Realtime voice response latency and background learning throughput have different reliability and safety requirements. Combining them in one execution path risks write-side side effects impacting user-facing turn responsiveness.

Decision

Use a two-plane architecture:
  • Realtime plane (apps/api + packages/brain-core) is read-only for truth tables and optimized for latency. Voice orchestration is delegated to a managed provider (ElevenLabs Conversations API); the API serves session bootstrap, server-tool callbacks, and webhook receivers. There is no in-process agent service.
  • Background plane (apps/workers) performs ingestion, extraction, evaluation, and patch application. Transcript capture from the managed voice provider enters this plane via webhook-triggered ingestion dispatch.
  • Learning remains gated: candidate facts are only activated after evaluation and patch application.
  • Each plane uses a functional-core/imperative-shell split: orchestrators manage IO/state transitions, while lifecycle rules and transformation logic remain in focused, testable core modules.

Alternatives considered

Alternative 1: Single unified plane for read + write

Pros:
  • Simple conceptual model.
  • Fewer services to deploy.
Cons:
  • Higher blast radius from ingestion/extraction failures.
  • Latency regressions from background workload contention.
  • Weaker enforcement of read-only invariants for live turns.

Alternative 2: Eventual write-back directly from realtime plane

Pros:
  • Immediate capture of conversational learning opportunities.
Cons:
  • High risk of unvetted writes to truth tables.
  • Harder to reason about correctness and rollback.

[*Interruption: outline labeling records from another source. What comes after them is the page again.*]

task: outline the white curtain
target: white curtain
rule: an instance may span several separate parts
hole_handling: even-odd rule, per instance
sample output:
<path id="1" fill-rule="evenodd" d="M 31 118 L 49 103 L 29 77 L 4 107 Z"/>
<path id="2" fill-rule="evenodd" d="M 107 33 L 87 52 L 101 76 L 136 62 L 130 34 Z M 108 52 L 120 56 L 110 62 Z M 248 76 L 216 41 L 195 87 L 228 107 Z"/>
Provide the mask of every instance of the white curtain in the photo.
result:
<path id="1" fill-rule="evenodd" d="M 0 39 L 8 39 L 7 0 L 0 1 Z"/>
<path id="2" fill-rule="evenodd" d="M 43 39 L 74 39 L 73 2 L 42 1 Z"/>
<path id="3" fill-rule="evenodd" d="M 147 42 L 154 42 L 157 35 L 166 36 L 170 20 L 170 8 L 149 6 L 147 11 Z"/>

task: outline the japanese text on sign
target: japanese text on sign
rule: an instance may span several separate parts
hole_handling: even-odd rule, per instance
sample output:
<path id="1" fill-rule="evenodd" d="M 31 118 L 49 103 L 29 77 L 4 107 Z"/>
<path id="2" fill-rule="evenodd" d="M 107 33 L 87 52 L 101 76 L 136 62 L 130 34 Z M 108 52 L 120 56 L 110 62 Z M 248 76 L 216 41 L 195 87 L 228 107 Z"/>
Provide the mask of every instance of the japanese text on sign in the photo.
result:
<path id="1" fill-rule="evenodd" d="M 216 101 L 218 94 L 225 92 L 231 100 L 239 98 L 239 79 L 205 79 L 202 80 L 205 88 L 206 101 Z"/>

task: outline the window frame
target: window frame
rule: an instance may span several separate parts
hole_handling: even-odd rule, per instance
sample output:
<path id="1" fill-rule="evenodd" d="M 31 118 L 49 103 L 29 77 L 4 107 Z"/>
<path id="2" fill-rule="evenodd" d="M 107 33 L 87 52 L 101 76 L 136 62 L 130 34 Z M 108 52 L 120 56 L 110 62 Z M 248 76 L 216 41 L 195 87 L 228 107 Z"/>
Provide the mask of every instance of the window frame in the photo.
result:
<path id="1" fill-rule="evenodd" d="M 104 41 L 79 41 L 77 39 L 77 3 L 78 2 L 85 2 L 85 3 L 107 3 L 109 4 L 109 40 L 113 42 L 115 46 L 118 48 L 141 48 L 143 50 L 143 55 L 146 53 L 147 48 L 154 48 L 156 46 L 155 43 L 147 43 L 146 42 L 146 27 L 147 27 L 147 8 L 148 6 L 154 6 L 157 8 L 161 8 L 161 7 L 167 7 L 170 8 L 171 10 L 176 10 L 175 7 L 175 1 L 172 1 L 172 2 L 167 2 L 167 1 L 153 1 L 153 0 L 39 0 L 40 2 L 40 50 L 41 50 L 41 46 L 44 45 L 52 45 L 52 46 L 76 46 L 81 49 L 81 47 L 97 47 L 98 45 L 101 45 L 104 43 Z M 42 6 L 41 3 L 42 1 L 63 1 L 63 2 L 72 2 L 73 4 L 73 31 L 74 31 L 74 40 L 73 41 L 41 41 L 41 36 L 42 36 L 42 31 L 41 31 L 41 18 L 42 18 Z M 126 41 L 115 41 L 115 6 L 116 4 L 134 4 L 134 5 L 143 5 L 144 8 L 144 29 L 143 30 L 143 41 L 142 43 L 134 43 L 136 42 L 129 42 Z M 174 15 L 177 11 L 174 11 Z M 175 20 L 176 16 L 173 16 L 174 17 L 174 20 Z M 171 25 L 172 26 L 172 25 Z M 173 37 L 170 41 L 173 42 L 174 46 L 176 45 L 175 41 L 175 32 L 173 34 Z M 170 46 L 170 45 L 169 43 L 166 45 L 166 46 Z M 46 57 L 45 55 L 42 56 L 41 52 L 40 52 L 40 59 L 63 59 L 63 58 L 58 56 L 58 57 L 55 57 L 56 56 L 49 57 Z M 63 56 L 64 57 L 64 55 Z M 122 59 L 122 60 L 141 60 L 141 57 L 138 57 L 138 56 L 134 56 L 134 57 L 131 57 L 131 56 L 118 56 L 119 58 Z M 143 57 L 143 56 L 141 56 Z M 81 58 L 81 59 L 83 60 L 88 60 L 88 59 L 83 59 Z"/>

Alternative 3: Human approval only, no automated eval gate

Pros:
  • Maximal manual control over learning.
Cons:
  • Operational bottleneck and low throughput.
  • Delayed model memory updates.

Consequences

Benefits:
  • Tight safety boundary: realtime can retrieve but not mutate truth.
  • Better operational isolation and clearer failure domains.
  • Cleaner ownership split for low-latency vs batch concerns.
Costs:
  • More services and pipeline orchestration to maintain.
  • Cross-plane status propagation complexity.

Implementation notes

  • Worker orchestration is implemented via Inngest.
  • Realtime read-only behavior is guarded by import contract tests in packages/brain-core.
  • Lifecycle semantics are anchored in patch/fact state models in DB migrations.
  • The realtime plane exposes a server-tool endpoint (POST /v1/tools/retrieve-context) that the managed voice provider calls during conversations to fetch knowledge-graph evidence. A webhook endpoint and a reconciliation endpoint bridge conversation transcripts from the voice provider into the background ingestion pipeline.
  • Prior to 2026-02-09, the realtime plane included a separate in-process agent service using LiveKit Agents SDK. This was removed in favor of delegating voice orchestration to ElevenLabs. See ADR-0019: Voice runtime provider strategy.